彼岸と此岸の男女の別れ
土淵村の北川清という人の家は字火石にあった。
代々の山伏で祖父は学者をしていて著作も多い。村に貢献した人物だった。
その清の弟は、福二と言って田の浜という海辺の村に婿に行った。
しかし、先の年の大津波で子供と妻を失い、生き残った二人の子供と屋敷があった場所に小屋を建てて一年ばかり過ごしていた。
ある月夜の晩に厠に行きたくなったが、厠は遠く離れたところにあって、行く道も波の打ち寄せる渚だった。
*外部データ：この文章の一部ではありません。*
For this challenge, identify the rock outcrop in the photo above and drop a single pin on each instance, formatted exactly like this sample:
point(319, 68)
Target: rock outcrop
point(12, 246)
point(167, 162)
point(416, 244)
霧の濃い夜だったが、その霧の中から男女二人が近寄ってくる。
女は間違いなく亡くなった自分の妻で、思わず後をつけて遥々船越村の方へいく崎の洞穴があるところで追いついた。
名を呼ぶと妻はにこりと微笑んだ。
はた、と男のほうを見れば、これも津波で死んだ男で、自分が婿に来る前に妻と恋仲だったという男だった。
妻が「今はこの人と夫婦になっています」と言ったので、「おい、子供は可愛くないのか!?」と言ったら妻は顔色を変えて泣き出してしまった。
あまりにはっきりとした出来事に死んだ者とは思えず、悲しく情けなくなって自分の足元を見ている間に、二人は足早にその場を去って行って小浦へ行く道の山陰を回って見えなくなった。
追いかけようとも思ったが、ふと死んでしまった者だと気が付いて止めた。